PDK6678 NIMU

Sergey Vasilev

I have some questions on NIMU-driver for PDK6678.

1. Driver functionality is not consistent with the TI recommendations on the development of NIMU-drivers. Not implemented link-control functions at Phy and SGMII. Does not support multiple interfaces. When compared with drivers for 6455, the 6678 looks like early demo.

Will there be further developed driver, add the functionality?

2. Hardware initialization sequence, implemented in the driver and demo application does not comply with the documentation. First of all initialized SGMII, even before calling main.Then start QMSS, CPPI and PA, but not configured FDQ, FLOW and etc. This sequence work only after SOC reset and not work when application reloading/restarting.
Accordingly deinitialization implemented incorrectly too. Not all resources are released. When trying to stop the driver, and then run it again a problem with queues and descriptors arise.

Will the bug fixes in the driver, or the problem is recognized as not actual, because May 2012 with no updates were not?

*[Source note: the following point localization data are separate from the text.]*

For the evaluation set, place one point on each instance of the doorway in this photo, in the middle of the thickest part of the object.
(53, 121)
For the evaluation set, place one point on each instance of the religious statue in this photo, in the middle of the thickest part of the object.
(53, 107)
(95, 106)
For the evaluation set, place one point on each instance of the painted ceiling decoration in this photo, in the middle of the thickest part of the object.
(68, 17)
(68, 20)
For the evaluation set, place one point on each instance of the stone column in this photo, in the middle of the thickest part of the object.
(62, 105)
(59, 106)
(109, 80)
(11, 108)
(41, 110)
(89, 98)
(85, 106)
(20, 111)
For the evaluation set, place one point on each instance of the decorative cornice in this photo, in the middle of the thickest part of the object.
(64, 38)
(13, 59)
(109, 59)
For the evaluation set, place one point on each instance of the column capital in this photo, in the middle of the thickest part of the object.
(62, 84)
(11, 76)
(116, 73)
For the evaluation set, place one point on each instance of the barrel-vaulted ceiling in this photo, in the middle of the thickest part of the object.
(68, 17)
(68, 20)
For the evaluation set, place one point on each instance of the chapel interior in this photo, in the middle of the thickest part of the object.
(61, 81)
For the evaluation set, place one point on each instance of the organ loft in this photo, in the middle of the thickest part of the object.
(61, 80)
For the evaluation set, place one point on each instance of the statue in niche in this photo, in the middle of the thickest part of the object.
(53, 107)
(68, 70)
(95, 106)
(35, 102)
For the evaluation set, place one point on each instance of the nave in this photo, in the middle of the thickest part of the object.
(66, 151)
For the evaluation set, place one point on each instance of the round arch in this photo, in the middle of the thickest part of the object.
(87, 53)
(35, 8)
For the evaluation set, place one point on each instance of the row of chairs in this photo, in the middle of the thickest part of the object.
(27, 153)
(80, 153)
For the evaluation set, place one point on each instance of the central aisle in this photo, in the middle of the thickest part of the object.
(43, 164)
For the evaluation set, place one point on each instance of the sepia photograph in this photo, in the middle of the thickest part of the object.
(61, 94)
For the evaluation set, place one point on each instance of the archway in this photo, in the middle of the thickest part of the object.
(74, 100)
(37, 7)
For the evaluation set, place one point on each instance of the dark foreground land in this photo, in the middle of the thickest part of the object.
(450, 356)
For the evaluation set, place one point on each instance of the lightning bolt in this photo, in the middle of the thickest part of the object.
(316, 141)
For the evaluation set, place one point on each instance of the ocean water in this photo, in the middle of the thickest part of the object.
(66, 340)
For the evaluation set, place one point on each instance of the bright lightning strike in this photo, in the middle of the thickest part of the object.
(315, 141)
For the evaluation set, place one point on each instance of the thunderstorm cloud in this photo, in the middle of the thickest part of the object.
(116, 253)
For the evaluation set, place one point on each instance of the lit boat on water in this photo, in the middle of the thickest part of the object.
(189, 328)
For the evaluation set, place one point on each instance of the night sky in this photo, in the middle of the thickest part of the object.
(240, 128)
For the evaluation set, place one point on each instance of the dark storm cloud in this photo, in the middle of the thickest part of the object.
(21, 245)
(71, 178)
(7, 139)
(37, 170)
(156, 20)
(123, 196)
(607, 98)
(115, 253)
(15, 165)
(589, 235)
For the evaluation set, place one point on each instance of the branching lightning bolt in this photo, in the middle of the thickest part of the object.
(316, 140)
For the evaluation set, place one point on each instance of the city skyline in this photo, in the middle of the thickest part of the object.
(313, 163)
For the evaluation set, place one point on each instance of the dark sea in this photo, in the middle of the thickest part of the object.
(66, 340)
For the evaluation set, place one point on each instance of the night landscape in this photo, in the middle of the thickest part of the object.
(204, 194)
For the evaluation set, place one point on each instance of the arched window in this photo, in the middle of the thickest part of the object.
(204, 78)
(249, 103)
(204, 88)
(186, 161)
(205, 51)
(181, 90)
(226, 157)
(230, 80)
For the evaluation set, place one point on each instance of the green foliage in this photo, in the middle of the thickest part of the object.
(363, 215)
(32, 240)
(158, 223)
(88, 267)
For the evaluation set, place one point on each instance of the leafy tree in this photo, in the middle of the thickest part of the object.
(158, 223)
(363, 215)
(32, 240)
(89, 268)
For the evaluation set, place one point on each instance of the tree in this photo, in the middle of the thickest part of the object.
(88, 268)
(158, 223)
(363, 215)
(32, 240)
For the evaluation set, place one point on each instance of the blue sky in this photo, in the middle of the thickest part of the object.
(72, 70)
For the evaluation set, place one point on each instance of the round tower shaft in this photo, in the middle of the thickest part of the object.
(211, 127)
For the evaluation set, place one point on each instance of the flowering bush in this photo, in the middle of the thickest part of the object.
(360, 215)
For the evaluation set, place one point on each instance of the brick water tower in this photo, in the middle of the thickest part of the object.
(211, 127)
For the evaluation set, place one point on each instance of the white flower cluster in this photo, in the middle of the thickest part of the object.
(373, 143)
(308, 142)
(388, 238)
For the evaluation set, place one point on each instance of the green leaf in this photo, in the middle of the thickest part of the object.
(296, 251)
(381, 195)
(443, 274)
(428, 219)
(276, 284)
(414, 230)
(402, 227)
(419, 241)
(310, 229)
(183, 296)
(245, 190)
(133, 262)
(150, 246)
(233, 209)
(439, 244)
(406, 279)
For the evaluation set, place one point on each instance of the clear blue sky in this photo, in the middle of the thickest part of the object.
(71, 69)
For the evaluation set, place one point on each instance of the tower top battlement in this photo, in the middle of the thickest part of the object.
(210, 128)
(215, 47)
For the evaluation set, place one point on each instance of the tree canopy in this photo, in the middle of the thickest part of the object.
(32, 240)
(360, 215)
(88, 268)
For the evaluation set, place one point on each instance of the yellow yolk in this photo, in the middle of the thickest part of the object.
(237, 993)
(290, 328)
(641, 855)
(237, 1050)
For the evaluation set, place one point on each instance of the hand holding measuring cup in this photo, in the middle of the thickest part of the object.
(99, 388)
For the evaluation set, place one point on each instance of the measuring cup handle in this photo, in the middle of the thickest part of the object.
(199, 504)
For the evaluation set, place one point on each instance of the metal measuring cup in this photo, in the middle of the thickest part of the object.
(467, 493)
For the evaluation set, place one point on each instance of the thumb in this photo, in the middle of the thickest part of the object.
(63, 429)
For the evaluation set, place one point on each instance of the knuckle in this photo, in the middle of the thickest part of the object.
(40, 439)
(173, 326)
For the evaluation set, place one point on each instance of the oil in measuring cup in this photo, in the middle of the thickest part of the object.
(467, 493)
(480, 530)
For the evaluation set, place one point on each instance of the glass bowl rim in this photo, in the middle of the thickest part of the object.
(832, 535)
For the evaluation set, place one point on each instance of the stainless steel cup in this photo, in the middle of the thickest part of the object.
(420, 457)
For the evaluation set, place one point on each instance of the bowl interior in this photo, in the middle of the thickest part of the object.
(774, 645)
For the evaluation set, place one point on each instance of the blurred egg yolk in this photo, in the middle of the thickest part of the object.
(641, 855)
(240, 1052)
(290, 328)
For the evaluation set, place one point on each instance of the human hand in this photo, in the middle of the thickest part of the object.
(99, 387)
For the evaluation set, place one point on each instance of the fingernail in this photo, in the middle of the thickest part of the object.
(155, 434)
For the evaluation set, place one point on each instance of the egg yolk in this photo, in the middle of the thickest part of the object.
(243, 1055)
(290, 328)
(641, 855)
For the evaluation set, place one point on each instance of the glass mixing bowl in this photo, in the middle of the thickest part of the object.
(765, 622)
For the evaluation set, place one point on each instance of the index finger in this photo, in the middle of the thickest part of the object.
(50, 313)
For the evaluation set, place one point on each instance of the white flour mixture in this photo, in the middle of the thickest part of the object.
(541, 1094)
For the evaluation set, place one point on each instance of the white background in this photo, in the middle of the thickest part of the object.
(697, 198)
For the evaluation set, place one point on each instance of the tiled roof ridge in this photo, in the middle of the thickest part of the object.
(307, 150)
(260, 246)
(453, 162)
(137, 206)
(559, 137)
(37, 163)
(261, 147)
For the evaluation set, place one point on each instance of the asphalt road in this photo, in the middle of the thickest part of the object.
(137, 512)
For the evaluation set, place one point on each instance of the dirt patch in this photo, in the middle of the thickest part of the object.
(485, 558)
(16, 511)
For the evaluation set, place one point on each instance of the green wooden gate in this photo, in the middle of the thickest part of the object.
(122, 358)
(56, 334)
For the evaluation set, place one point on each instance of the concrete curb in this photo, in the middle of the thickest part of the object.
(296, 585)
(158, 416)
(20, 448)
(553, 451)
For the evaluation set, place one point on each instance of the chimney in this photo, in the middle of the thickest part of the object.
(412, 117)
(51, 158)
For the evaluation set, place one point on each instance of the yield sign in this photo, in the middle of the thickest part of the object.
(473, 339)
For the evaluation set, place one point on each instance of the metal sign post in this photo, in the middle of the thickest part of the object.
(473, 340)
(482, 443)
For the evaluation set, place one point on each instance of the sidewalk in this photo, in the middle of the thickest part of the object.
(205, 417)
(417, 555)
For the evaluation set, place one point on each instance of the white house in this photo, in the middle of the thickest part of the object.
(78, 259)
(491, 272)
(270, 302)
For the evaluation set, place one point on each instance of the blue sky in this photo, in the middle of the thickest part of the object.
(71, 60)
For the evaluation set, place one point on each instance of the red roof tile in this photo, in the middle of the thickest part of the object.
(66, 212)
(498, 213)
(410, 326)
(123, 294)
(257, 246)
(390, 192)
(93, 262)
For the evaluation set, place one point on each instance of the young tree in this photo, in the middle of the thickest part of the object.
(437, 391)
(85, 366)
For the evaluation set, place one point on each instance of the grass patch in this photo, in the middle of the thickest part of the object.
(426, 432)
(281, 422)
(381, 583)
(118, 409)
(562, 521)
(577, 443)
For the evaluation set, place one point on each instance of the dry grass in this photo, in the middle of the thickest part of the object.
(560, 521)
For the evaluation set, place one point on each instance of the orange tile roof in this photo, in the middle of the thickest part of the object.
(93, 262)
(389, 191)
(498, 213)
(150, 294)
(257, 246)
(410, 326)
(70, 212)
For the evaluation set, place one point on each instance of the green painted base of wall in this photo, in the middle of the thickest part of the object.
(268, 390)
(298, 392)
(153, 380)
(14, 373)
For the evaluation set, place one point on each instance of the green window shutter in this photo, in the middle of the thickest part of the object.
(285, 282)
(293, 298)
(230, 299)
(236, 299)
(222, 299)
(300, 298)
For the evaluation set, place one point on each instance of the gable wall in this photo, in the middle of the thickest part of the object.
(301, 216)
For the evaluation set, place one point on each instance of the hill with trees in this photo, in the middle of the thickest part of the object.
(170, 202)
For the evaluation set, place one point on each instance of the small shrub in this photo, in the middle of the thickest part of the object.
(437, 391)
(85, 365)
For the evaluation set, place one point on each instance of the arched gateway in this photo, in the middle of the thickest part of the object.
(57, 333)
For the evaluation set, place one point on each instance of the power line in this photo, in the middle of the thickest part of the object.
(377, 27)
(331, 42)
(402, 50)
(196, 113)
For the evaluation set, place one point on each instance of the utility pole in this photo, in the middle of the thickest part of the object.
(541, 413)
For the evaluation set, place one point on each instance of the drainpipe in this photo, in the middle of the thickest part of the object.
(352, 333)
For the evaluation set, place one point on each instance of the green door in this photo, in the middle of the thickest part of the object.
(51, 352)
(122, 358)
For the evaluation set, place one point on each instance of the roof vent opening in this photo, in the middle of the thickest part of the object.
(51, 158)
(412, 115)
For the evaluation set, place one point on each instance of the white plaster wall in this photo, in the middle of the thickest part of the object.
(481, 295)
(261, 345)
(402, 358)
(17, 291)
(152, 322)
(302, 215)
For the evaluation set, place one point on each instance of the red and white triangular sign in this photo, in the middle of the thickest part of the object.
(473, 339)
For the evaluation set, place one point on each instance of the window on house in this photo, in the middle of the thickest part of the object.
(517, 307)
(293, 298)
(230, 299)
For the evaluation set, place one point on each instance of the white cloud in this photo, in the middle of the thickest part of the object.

3.I tried to implement the code restart the driver, using as a basis code of IBL: Reset PA, PKTDMA teardown, release queues, zeroing QMSS memory regions registers. If I use such fixup before initialize hardware, the driver runs with no error message, but the packages, placed in 648 queue in the network do not get. Incoming packets are also not recorded.

Is it possible to restart the network-application without reset of the SoC?

How I can debug the cause of "silence" in my example?

over 12 years ago

0 Ivan Pang over 12 years ago

TI__Intellectual 2220 points

Hi Sergey,

Not implemented link-control functions at Phy and SGMII. Does not support multiple interfaces.

What further functions are you looking for exactly? What interfaces do you plan to use?

2. Hardware initialization sequence, implemented in the driver and demo application does not comply with the documentation. First of all initialized SGMII, even before calling main.Then start QMSS, CPPI and PA, but not configured FDQ, FLOW and etc. This sequence work only after SOC reset and not work when application reloading/restarting.
Accordingly deinitialization implemented incorrectly too. Not all resources are released. When trying to stop the driver, and then run it again a problem with queues and descriptors arise.

Will the bug fixes in the driver, or the problem is recognized as not actual, because May 2012 with no updates were not?

The examples and demos we have are designed with a System Reset between runs.

3.I tried to implement the code restart the driver, using as a basis code of IBL: Reset PA, PKTDMA teardown, release queues, zeroing QMSS memory regions registers. If I use such fixup before initialize hardware, the driver runs with no error message, but the packages, placed in 648 queue in the network do not get. Incoming packets are also not recorded.

Can you explain how you are "restarting the driver"?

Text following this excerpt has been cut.